Román, sentado en una reposera bajo una sombrilla que alquilaba por día en el balneario, miraba el mar de pieles y arena frente a sí que antecedía al mar de agua del fondo, cuando su esposa Laura le pidió que fuera a comprar los sanguchitos que vendía el parador y algo para tomar.
—¿Me acompañás, Quito? —le preguntó a su hijo, que jugaba con un balde, una palita y arena húmeda.
Juntos fueron hasta el parador y él pidió lo que estaban almorzando hacía casi una semana: dos tostados de jamón y queso, una coca grande y tres vasos.
—Serían veinte mil —contestó la chica del parador.
—¿Veinte mil? Pero ayer salía quince —contestó Román.
—Sí, pasa que, bueno… la inflación y eso.

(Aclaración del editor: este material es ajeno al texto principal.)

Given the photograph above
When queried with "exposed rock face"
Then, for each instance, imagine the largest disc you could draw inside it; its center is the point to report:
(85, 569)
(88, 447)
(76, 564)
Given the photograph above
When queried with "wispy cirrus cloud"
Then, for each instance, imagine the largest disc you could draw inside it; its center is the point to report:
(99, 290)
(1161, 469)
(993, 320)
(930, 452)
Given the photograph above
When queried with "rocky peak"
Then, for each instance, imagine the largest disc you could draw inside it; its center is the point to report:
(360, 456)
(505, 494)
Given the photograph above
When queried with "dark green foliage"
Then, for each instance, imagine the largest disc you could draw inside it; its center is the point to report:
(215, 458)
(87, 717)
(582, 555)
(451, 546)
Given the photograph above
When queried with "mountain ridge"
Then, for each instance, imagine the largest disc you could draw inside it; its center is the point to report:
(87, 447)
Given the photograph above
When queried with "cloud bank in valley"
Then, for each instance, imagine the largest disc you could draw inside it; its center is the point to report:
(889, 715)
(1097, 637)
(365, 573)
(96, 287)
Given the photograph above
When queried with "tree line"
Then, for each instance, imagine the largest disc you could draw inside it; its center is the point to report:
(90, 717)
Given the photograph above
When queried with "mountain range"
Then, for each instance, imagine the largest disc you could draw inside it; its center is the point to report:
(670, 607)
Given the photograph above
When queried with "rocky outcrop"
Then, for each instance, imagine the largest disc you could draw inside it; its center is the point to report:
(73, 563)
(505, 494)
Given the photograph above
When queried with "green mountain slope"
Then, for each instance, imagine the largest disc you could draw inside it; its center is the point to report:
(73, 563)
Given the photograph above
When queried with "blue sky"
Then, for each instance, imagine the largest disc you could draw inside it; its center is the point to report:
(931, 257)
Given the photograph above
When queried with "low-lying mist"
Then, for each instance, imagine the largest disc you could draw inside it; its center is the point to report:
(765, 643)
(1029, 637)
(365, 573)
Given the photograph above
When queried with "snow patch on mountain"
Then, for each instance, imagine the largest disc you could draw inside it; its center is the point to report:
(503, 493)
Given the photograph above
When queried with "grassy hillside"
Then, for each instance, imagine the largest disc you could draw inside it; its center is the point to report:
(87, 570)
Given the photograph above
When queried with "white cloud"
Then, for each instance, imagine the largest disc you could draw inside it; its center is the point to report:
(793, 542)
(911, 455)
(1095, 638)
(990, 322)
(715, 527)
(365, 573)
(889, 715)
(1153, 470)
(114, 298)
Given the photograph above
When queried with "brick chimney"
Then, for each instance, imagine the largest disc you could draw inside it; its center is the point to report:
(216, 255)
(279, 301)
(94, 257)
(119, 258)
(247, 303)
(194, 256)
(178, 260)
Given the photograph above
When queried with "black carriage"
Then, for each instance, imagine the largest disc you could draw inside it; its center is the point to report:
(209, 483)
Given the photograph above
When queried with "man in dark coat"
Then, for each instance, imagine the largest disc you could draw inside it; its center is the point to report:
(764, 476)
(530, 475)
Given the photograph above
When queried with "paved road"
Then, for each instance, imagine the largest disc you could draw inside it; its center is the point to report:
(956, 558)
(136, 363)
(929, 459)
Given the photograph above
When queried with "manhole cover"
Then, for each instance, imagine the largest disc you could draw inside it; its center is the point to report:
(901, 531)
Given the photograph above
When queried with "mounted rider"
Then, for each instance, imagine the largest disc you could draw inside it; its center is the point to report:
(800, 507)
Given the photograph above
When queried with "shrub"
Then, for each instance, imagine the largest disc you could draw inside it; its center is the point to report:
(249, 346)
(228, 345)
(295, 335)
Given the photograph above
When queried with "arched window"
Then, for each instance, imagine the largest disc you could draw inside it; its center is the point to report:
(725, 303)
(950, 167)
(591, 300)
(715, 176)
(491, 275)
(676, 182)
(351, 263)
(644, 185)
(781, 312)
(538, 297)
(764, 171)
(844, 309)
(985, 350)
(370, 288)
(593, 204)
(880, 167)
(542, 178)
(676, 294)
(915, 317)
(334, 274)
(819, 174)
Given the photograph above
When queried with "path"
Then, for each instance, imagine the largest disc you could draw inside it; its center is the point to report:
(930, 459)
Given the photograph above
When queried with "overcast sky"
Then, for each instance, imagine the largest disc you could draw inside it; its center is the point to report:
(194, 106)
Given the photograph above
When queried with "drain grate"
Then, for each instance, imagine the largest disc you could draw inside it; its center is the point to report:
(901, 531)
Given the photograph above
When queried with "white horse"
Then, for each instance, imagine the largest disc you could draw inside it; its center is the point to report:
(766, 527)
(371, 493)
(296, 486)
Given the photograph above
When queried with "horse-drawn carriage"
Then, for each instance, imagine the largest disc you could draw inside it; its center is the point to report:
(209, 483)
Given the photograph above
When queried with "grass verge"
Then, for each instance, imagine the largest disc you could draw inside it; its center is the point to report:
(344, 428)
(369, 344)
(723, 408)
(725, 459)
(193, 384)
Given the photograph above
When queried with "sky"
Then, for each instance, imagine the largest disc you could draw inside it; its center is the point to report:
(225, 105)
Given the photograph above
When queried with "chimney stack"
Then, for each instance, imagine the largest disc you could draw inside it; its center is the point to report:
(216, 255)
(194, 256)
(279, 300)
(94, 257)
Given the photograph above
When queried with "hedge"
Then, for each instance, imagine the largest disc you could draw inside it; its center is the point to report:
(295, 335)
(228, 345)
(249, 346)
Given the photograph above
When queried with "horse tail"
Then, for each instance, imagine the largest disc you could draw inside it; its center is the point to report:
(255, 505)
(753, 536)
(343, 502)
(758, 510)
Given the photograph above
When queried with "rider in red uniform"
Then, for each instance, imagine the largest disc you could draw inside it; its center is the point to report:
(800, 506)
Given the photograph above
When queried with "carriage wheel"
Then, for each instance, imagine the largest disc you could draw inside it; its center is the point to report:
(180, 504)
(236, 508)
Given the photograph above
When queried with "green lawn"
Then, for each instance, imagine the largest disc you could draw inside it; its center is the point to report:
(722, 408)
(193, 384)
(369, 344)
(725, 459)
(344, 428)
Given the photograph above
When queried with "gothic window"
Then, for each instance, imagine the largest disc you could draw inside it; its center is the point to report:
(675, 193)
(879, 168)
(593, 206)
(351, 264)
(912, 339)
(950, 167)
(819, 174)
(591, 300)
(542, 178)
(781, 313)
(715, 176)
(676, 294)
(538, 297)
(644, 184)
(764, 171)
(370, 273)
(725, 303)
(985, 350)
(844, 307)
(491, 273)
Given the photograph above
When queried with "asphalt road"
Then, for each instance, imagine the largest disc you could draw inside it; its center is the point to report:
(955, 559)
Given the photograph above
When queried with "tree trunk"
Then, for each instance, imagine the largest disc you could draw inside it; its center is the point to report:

Vos alquilás sombrilla, ¿verdad? —preguntó la chica.
—Sí —contestó Román ya algo temeroso.
—Bueno, también, a partir de mañana sale el doble.
—¿El doble? —preguntó Román y la chica asintió con los labios envueltos dentro de su boca.

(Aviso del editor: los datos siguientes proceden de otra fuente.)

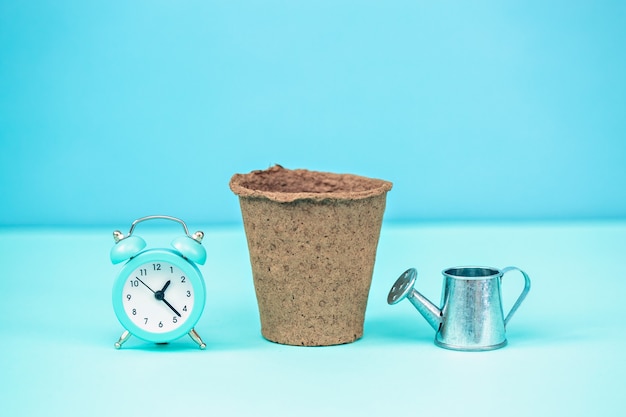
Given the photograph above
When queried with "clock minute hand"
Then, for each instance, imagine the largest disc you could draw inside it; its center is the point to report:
(160, 295)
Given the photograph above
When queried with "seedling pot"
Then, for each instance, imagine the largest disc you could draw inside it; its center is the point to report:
(312, 239)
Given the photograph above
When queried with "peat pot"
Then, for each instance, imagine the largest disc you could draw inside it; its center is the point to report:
(312, 239)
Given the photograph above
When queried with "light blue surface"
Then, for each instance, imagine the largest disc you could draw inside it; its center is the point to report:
(564, 357)
(485, 110)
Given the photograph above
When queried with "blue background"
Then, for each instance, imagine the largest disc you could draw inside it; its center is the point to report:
(111, 110)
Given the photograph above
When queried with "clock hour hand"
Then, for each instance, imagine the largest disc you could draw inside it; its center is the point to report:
(139, 279)
(160, 295)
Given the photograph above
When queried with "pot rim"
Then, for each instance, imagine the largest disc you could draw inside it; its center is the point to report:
(369, 187)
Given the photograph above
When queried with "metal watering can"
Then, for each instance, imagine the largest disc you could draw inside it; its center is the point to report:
(471, 316)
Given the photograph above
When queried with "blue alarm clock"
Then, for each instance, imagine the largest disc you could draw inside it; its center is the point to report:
(159, 295)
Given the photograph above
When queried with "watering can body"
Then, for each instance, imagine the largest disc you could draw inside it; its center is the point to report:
(471, 316)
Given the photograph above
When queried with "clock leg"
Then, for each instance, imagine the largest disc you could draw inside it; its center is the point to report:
(196, 338)
(123, 338)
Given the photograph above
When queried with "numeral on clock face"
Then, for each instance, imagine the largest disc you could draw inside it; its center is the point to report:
(158, 297)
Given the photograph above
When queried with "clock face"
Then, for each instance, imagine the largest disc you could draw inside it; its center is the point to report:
(158, 297)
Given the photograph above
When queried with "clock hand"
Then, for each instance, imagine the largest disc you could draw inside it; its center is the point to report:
(160, 295)
(145, 285)
(170, 306)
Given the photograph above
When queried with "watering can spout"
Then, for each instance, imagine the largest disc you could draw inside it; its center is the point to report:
(404, 288)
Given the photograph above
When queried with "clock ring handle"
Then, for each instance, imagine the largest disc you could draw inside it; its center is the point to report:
(196, 236)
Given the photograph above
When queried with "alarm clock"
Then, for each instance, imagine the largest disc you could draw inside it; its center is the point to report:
(159, 294)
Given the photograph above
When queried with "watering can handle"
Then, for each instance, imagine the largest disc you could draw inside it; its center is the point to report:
(521, 297)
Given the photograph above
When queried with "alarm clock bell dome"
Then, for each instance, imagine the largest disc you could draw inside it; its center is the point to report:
(190, 249)
(127, 248)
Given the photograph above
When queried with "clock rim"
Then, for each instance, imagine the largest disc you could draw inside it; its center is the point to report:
(192, 273)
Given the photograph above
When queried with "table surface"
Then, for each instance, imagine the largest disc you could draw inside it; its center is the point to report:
(564, 357)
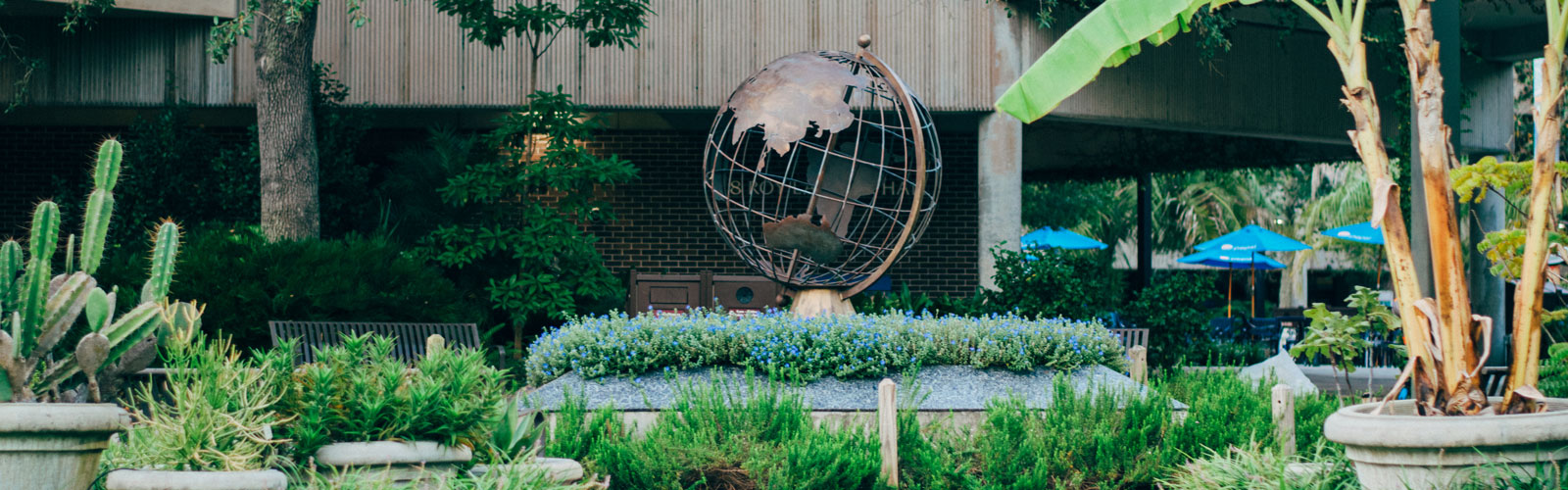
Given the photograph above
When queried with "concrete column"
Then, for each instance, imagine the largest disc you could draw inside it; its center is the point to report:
(1001, 151)
(1145, 231)
(1446, 28)
(1487, 291)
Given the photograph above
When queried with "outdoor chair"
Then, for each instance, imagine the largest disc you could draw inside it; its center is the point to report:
(1266, 331)
(408, 338)
(1225, 328)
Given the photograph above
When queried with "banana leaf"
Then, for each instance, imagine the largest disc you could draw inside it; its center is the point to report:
(1107, 36)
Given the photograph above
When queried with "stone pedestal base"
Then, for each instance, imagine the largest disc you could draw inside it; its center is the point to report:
(819, 302)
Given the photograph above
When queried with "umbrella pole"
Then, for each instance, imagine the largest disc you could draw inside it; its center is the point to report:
(1254, 292)
(1227, 292)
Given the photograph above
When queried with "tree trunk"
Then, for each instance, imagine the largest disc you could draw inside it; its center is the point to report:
(1533, 275)
(286, 124)
(1437, 153)
(1368, 140)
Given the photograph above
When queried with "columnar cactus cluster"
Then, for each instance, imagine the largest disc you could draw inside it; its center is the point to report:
(39, 307)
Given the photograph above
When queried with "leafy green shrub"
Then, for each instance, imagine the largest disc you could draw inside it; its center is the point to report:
(358, 391)
(1227, 411)
(214, 414)
(1254, 466)
(1554, 371)
(904, 302)
(251, 281)
(1121, 440)
(1104, 438)
(517, 213)
(1053, 283)
(807, 349)
(1175, 310)
(1341, 338)
(726, 437)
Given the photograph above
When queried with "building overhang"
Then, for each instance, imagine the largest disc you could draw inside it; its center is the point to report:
(132, 8)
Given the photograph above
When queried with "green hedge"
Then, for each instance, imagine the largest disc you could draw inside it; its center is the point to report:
(1107, 438)
(807, 349)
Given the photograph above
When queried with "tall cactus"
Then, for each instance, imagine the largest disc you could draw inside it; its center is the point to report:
(162, 270)
(101, 205)
(10, 266)
(41, 244)
(39, 307)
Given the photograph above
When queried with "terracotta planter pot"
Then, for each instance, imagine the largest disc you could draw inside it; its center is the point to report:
(55, 446)
(157, 479)
(413, 462)
(1399, 450)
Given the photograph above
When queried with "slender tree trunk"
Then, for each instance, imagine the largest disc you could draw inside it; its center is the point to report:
(1437, 153)
(286, 124)
(1368, 140)
(1533, 275)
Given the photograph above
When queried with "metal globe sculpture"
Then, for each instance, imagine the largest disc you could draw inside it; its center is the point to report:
(822, 170)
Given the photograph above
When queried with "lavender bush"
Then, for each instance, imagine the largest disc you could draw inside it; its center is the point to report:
(807, 349)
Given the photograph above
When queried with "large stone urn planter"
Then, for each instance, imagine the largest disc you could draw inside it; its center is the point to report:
(55, 446)
(1399, 450)
(159, 479)
(412, 462)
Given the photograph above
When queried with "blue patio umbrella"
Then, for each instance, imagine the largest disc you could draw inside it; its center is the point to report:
(1057, 237)
(1361, 232)
(1231, 261)
(1253, 237)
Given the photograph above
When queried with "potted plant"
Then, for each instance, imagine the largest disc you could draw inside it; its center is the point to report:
(211, 427)
(360, 409)
(514, 448)
(46, 442)
(1446, 426)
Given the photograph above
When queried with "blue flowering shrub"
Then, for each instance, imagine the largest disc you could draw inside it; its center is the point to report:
(808, 349)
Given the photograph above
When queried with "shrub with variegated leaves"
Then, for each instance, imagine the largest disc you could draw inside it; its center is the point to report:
(805, 349)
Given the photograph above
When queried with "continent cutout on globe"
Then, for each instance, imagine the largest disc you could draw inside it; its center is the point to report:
(792, 93)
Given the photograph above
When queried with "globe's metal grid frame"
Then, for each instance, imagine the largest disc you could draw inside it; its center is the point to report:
(878, 229)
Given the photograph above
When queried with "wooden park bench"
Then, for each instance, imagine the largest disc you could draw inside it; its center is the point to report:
(1133, 336)
(408, 338)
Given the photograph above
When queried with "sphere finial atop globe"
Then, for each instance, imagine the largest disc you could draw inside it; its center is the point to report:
(822, 170)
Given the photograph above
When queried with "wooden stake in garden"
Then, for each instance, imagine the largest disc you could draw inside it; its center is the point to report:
(888, 429)
(1141, 363)
(1285, 418)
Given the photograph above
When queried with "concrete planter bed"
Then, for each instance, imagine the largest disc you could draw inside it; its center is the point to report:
(1399, 450)
(55, 446)
(415, 462)
(159, 479)
(960, 403)
(556, 468)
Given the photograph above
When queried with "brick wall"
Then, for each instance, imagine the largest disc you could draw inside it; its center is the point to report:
(663, 224)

—Papi, quiero un chocolate —exigió Quito desde abajo, tironeando la remera de su padre.
—¿Cuánto están esos chocolates? —preguntó Román, mientras miraba los papelitos de su billetera.
—Cinco mil.
—Pero, la puta… —se le escapó a Román—. Bueh, dame. Tomá, Quito.
Volvió, bajo el sol radiante y la arena candente que se le colaba por entre el pie y la ojota: una exfoliación natural de los cayos trabajados durante el año.

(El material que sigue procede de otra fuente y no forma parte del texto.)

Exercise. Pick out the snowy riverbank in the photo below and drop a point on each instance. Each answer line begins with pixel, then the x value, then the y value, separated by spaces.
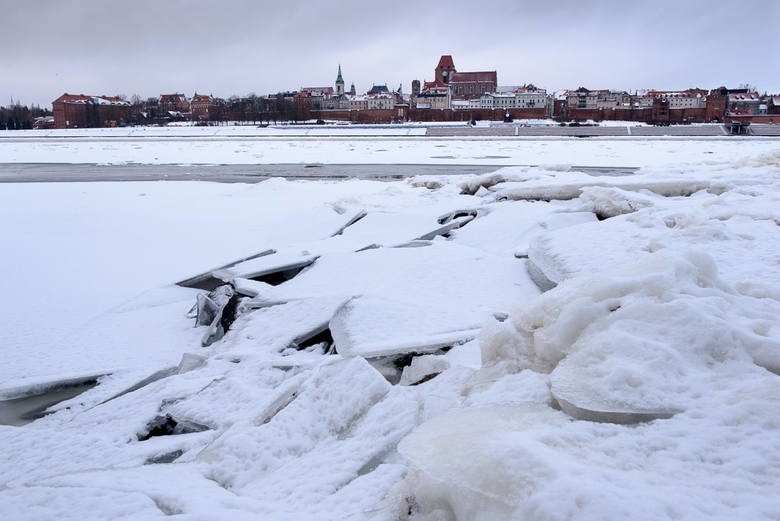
pixel 534 343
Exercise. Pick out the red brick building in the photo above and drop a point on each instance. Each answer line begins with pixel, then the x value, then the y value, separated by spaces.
pixel 202 107
pixel 82 111
pixel 464 85
pixel 173 103
pixel 773 105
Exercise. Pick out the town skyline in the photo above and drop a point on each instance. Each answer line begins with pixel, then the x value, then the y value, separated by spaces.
pixel 247 48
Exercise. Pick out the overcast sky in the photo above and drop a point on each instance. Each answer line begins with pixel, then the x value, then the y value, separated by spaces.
pixel 226 47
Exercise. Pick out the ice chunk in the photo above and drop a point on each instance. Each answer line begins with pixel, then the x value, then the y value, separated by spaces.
pixel 423 368
pixel 634 346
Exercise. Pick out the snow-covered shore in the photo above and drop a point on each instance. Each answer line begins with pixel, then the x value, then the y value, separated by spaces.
pixel 585 347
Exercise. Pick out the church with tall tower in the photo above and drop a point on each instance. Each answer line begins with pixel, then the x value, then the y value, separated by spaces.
pixel 339 83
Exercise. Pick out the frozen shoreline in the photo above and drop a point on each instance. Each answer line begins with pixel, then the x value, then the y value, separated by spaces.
pixel 414 368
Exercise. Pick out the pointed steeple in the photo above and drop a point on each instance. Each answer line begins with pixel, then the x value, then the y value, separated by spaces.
pixel 339 83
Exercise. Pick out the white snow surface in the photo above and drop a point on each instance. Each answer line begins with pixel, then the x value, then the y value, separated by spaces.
pixel 644 385
pixel 356 145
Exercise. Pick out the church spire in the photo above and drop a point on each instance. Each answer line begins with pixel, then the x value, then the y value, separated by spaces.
pixel 339 83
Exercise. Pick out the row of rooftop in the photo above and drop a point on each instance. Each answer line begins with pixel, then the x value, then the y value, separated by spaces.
pixel 452 95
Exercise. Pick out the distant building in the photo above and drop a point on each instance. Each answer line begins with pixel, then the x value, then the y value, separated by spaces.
pixel 340 83
pixel 743 104
pixel 434 95
pixel 201 107
pixel 82 111
pixel 177 103
pixel 687 99
pixel 464 85
pixel 773 105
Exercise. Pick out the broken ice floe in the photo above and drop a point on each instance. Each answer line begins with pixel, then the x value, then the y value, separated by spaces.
pixel 24 404
pixel 561 191
pixel 632 346
pixel 208 281
pixel 218 311
pixel 166 425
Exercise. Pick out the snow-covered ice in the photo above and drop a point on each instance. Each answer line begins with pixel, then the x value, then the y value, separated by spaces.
pixel 581 347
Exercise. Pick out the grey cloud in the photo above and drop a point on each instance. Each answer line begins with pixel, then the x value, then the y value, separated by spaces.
pixel 240 46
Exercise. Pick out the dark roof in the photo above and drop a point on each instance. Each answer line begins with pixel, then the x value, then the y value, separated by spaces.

—Me rompieron el culo —anunció Román.
—Está Quito —lo retó Laura—. ¿Y? ¿Te gustó?
—Se fueron a la mierda los precios de todo —contestó Román mientras servía coca.
—Bueno, aprovecho y te digo dos cosas más: llamé a mi vieja y me dijo que no estaba comprando los remedios para llegar a fin de mes. Así que le mandé cien lucas. Vamos a tener que dejar de comprar acá en el parador.
—Dos semanas de vacaciones tengo, Laura, quiero poder darme el gusto de comprar la comida acá. No te digo salir a comer a la noche, comer estos tostados de mierda.
—¿Y qué hago? ¿Dejo que se mueran mis viejos? —hizo una pausa para que Román, tácitamente, le diera la razón—. La otra noticia mala es que leí un mail del cole de Quito. Se duplica la cuota.
—¿Qué? —contestó Román con la boca llena de miga, jamón y queso.
—Dicen que les sacaron el subsidio. Qué sé yo… —cerró Laura y comieron mirando el mar, en silencio.